News Release

Tiny fossils tell a long(ish) story

Plus more new Geology articles published online ahead of print

Peer-Reviewed Publication

Geological Society of America

Boulder, Colo., USA - The impact of an asteroid at the end of the Cretaceous caused mass extinctions in the oceans, as well as killing the dinosaurs on land. The carbon isotope difference between surface and seabed organisms (foraminifera) also collapsed due to these extinctions, suggesting that organic matter from surface waters did not reach the seafloor for up to 3 million years. However, seafloor organisms, which are dependent on food from surface waters, did not die off, suggesting some food must have reached the seabed.

In their open-access paper for Geology, Heather S. Birch and colleagues investigate this paradox by looking at carefully selected foraminiferal isotopes from a well-dated deep-sea core in the South Atlantic.

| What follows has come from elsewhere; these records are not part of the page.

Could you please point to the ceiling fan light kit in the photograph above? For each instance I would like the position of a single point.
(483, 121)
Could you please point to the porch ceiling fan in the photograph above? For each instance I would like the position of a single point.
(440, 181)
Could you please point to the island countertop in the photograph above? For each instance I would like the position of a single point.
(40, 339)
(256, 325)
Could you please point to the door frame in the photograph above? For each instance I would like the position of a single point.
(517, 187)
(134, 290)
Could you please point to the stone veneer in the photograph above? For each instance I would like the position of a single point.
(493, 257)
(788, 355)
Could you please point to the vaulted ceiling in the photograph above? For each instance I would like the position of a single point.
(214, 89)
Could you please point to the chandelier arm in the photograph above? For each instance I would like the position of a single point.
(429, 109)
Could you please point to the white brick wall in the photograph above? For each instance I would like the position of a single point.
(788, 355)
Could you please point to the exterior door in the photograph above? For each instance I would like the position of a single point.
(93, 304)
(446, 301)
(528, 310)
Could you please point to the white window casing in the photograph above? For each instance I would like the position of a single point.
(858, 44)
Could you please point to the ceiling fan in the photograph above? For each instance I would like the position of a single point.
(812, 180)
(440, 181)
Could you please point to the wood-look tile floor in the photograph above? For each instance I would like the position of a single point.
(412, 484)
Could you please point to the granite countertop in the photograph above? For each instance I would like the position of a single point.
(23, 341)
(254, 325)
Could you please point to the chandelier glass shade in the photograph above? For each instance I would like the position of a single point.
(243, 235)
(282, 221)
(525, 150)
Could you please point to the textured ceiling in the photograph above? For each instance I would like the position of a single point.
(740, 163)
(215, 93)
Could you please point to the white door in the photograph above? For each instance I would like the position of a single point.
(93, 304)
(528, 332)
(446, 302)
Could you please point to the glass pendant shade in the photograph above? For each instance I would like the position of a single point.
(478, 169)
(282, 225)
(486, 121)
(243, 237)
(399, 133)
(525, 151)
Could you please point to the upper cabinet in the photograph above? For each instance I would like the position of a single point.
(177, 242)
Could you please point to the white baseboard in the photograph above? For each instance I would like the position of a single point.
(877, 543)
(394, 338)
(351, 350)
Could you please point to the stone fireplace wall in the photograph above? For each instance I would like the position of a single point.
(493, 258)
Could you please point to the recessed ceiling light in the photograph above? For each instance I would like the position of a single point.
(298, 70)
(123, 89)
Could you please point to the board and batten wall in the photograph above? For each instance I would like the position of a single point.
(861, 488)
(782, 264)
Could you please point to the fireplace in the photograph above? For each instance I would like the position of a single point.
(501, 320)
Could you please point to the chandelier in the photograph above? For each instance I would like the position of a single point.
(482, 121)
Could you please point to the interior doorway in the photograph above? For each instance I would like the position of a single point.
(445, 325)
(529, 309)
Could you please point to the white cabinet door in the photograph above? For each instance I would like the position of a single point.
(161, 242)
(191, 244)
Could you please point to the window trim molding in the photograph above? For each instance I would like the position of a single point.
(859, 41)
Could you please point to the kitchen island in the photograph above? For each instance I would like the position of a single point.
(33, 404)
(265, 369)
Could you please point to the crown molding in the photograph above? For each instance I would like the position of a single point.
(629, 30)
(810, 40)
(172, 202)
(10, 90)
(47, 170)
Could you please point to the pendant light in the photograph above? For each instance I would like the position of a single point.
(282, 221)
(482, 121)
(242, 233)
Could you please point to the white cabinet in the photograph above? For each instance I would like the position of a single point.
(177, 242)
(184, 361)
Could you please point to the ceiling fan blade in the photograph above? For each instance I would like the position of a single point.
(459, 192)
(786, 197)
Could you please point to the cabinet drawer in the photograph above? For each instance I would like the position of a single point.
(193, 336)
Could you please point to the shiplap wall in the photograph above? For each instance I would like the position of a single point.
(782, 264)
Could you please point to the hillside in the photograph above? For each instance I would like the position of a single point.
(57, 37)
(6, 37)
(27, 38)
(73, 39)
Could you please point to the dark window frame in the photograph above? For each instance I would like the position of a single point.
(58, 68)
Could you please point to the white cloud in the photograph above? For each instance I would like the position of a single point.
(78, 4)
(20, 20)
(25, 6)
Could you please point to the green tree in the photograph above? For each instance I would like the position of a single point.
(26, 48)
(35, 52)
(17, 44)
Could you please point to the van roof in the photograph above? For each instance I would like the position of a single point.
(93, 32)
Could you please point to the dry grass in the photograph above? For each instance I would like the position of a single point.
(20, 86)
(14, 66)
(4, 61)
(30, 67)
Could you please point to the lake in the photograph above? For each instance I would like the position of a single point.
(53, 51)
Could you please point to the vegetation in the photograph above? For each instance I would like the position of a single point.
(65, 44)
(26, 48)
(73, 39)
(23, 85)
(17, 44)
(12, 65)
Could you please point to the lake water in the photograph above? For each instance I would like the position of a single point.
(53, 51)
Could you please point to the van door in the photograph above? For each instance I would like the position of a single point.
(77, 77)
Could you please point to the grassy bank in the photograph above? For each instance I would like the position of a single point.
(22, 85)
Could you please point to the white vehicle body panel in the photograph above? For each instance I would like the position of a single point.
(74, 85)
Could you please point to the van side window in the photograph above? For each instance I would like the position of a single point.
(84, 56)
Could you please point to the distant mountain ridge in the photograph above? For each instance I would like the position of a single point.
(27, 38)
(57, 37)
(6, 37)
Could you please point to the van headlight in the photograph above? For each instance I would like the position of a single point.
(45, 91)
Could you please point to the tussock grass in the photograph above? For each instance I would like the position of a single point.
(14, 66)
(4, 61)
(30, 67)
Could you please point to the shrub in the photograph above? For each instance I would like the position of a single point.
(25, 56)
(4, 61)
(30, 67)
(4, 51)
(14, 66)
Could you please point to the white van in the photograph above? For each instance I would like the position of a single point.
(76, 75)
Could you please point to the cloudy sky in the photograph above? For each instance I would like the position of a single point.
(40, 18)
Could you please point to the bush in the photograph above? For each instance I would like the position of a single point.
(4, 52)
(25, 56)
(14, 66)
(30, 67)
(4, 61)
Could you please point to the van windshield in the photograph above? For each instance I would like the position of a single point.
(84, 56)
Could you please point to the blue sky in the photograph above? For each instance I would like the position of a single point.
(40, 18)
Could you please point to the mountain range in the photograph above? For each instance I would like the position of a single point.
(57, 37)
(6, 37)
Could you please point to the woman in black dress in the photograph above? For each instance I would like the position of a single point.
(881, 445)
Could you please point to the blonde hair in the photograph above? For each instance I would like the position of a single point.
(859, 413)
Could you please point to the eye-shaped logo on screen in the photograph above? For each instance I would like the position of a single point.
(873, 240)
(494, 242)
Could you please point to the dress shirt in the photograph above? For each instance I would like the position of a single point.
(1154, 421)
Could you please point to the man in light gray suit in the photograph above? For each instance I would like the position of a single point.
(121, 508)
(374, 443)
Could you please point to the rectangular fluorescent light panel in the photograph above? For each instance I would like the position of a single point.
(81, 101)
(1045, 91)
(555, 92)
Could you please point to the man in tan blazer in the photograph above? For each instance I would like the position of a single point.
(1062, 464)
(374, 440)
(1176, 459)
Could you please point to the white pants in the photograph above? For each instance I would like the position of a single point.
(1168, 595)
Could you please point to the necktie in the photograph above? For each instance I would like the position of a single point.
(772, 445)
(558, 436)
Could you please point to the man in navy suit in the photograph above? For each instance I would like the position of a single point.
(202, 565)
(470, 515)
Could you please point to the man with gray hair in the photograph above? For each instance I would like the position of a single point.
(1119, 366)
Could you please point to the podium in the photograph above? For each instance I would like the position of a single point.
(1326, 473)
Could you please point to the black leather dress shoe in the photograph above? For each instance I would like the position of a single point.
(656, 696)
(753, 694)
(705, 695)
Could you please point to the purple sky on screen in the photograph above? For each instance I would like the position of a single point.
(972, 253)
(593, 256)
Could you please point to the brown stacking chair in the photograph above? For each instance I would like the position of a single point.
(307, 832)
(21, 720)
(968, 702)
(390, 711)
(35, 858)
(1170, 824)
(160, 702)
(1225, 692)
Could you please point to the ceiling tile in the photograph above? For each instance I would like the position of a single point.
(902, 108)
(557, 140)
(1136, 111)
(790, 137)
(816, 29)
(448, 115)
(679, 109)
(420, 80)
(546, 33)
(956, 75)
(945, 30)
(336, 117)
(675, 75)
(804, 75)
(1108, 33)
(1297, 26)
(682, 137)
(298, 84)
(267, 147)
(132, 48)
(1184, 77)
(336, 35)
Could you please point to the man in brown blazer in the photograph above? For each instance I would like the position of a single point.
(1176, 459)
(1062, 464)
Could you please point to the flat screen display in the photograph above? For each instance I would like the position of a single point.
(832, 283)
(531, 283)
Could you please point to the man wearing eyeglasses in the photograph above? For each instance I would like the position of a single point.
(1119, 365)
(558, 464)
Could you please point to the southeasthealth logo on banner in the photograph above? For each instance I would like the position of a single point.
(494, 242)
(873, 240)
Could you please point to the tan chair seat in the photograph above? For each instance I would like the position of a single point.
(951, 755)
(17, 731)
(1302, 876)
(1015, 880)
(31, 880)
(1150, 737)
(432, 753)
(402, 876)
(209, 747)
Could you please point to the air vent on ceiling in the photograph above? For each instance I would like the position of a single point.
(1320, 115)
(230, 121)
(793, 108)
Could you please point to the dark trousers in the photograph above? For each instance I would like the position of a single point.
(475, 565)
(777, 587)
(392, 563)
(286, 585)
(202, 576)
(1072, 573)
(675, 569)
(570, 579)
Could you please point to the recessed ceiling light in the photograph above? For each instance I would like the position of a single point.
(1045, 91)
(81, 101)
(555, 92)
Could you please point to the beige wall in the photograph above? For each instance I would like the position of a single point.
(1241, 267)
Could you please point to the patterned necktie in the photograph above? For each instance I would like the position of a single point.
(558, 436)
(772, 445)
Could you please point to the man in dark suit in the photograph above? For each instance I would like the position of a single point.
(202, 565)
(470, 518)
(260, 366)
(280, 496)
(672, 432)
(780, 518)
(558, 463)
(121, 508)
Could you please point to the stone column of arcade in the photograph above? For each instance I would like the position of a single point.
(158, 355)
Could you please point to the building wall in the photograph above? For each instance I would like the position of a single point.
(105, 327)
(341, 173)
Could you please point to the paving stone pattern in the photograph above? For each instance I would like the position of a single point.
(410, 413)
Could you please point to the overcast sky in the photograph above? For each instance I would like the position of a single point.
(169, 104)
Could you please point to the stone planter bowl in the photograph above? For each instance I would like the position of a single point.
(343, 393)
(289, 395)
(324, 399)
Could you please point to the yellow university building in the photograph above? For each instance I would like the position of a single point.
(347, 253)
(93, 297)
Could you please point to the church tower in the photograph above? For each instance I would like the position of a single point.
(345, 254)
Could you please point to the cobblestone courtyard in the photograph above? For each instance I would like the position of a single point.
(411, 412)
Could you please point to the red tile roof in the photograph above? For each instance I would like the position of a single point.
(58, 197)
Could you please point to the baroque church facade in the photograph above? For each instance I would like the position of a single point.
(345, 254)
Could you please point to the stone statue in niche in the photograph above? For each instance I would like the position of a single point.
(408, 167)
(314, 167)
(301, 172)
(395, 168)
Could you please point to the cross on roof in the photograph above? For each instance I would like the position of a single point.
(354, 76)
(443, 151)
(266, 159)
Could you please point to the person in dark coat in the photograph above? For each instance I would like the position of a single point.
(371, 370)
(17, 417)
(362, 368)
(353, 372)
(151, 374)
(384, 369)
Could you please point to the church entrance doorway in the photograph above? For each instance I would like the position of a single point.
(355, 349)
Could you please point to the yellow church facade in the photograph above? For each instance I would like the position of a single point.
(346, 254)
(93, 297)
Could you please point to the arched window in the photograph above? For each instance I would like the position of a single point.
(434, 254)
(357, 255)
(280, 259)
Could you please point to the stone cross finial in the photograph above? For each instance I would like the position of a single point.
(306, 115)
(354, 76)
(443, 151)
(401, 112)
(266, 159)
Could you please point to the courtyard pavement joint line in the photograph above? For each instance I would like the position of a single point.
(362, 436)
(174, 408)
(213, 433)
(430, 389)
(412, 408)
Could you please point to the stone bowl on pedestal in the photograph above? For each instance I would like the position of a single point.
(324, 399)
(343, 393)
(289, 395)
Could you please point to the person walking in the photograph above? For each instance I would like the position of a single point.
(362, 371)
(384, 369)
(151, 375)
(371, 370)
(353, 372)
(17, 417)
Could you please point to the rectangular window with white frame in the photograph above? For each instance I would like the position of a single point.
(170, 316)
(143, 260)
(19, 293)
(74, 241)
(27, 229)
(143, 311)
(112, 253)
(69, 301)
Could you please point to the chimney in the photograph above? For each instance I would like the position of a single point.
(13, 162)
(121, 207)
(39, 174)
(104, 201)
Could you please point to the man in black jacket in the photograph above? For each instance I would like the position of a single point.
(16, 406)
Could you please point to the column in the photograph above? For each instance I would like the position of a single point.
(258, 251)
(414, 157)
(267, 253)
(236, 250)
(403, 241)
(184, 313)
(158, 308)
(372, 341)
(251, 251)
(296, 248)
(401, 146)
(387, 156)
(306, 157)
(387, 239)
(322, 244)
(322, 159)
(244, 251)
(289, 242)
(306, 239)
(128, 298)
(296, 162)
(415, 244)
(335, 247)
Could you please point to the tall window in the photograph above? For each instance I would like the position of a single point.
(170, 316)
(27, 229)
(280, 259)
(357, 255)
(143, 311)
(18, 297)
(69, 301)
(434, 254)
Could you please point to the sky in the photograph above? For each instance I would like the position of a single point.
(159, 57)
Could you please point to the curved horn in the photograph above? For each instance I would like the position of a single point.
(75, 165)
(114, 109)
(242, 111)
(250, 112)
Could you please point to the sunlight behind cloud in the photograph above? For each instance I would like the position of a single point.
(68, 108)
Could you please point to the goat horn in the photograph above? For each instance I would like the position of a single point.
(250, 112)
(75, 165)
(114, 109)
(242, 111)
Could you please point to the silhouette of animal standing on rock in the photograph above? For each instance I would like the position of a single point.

By taking into account the likely ecology of the foraminifera studied and whether any water mass changes were occurring at the time, they can better assess the carbon isotope record and transfer of organic matter to the seafloor. Birch and colleagues find that the flux of organic matter was reduced for a much shorter time (1.7 million instead of 3 million years). The authors note that ecology and water mass changes likely did have a small effect on the carbon isotope record, but they cannot explain the full reduction in carbon isotopes on their own.

FEATURED ARTICLE

Partial collapse of the marine carbon pump after the Cretaceous-Paleogene boundary

Heather S. Birch et al., School of Earth and Ocean Sciences, Cardiff University, Cardiff CF10 3AT, UK. This article is Open Access online at http://geology.gsapubs.org/content/early/2016/03/07/G37581.1.abstract.

Other recently posted GEOLOGY articles are highlighted below:

The oldest Pinus and its preservation by fire

Howard J. Falcon-Lang et al., Department of Earth Sciences, Royal Holloway University of London, Egham, Surrey TW20 0EX, UK. This paper is online at http://geology.gsapubs.org/content/early/2016/03/07/G37526.1.abstract.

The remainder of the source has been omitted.